Dos fios tecidos pelas mães de favela em meio ao luto e à vida precária
DOI:
https://doi.org/10.22409/antropolitica2025.v57.i1.a63997Palavras-chave:
Violência de Estado, Mobilizações, Mães e Familiares de Vítimas de Violência Estatal.Resumo
Este artigo apresenta um conjunto de reflexões que partem de pesquisas realizadas com mães e familiares de vítimas de violência estatal na cidade do Rio de Janeiro, com enfoque na luta de Ana Paula, Mãe de Manguinhos (RJ) e de Gláucia, Mãe Sem Fronteiras do Chapadão (RJ). Analisamos como as mães tecem os fios da luta, como articulam suas ações coletivas em contraposição às práticas e representações acerca da violência urbana. Tais representações operam o amálgama entre distintas dimensões raciais, de gênero, de classe e etárias, produzindo nos lugares das “margens” uma distribuição desigual da vida em sociedade, permitindo que vidas possam ser descartadas, enquanto outras são protegidas. Foi realizada pesquisa de campo em caráter etnográfico, com estudo de caso e entrevistas com mães de vítimas de violência estatal em distintos territórios.
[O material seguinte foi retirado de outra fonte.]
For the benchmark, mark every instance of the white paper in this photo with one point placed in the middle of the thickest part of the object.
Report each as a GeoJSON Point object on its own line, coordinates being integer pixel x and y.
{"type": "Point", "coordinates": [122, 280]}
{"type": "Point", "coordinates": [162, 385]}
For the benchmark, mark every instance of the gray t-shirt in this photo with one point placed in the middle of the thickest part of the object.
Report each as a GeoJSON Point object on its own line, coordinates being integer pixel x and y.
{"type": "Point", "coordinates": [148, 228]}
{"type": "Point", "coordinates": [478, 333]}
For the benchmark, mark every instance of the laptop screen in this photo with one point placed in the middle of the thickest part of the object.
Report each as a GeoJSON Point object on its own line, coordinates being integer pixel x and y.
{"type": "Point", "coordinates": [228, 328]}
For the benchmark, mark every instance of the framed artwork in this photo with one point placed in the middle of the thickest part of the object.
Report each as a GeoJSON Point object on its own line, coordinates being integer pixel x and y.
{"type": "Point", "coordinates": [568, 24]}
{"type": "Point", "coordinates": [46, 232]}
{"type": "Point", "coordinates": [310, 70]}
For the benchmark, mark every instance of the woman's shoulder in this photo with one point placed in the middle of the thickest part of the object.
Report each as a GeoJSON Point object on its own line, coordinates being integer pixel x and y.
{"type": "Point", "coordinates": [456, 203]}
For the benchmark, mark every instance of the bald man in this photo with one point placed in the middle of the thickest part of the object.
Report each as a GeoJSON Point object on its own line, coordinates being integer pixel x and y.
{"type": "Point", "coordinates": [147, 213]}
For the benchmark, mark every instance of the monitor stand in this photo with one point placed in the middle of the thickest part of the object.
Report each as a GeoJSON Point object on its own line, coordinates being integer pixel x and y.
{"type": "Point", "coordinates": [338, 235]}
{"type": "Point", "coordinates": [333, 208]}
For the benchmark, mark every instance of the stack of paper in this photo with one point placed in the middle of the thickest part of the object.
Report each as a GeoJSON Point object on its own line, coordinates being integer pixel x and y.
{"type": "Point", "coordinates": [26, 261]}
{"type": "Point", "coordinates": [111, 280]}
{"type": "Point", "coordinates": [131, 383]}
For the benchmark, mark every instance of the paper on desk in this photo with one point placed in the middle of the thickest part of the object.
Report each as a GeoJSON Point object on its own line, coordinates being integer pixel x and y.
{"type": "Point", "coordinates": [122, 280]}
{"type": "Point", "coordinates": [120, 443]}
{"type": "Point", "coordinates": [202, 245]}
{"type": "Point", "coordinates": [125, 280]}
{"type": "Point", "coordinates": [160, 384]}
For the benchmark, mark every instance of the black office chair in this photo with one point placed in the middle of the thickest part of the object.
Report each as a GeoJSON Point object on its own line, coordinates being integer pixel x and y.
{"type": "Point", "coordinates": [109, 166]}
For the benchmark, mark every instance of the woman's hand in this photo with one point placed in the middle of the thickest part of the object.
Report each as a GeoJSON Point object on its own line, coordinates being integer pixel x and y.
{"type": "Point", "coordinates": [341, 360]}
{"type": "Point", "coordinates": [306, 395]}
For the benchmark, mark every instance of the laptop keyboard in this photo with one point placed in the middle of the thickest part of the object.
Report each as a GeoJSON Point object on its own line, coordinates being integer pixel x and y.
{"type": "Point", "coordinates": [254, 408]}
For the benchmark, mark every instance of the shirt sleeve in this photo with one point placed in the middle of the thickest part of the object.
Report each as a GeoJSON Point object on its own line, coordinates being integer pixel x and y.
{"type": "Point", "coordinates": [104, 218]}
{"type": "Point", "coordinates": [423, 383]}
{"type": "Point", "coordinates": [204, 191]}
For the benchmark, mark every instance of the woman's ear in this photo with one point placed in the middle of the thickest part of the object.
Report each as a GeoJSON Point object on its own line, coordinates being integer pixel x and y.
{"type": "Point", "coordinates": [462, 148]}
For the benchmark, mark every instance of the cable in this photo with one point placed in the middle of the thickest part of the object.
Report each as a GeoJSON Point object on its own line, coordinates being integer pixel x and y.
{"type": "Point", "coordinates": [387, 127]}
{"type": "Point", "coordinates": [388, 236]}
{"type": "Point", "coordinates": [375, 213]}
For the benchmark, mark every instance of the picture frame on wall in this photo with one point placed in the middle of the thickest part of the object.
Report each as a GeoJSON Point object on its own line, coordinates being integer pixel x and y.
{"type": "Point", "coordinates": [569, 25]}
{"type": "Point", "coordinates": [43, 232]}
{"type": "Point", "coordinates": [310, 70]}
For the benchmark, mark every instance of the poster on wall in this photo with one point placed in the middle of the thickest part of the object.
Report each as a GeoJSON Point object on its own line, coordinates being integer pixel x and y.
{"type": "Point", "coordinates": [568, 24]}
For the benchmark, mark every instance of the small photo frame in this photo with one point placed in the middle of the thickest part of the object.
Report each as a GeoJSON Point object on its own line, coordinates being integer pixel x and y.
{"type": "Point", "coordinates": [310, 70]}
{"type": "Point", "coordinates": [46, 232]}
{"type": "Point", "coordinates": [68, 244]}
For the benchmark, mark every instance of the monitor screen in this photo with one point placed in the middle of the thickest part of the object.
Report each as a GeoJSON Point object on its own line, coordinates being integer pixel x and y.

Sua principal contribuição explora tanto as dinâmicas das suas interações nos órgãos do sistema de justiça criminal, quanto a compreensão do cuidado e de como ele aparece nos repertórios de luta das mães a partir de uma perspectiva coletiva, que desenraiza o cuidado da esfera privada e doméstica ou familiar, trazendo-o para o âmbito público, do cuidado a ser exercido não somente consigo, com outras mães e familiares, mas também com os jovens de todas as favelas.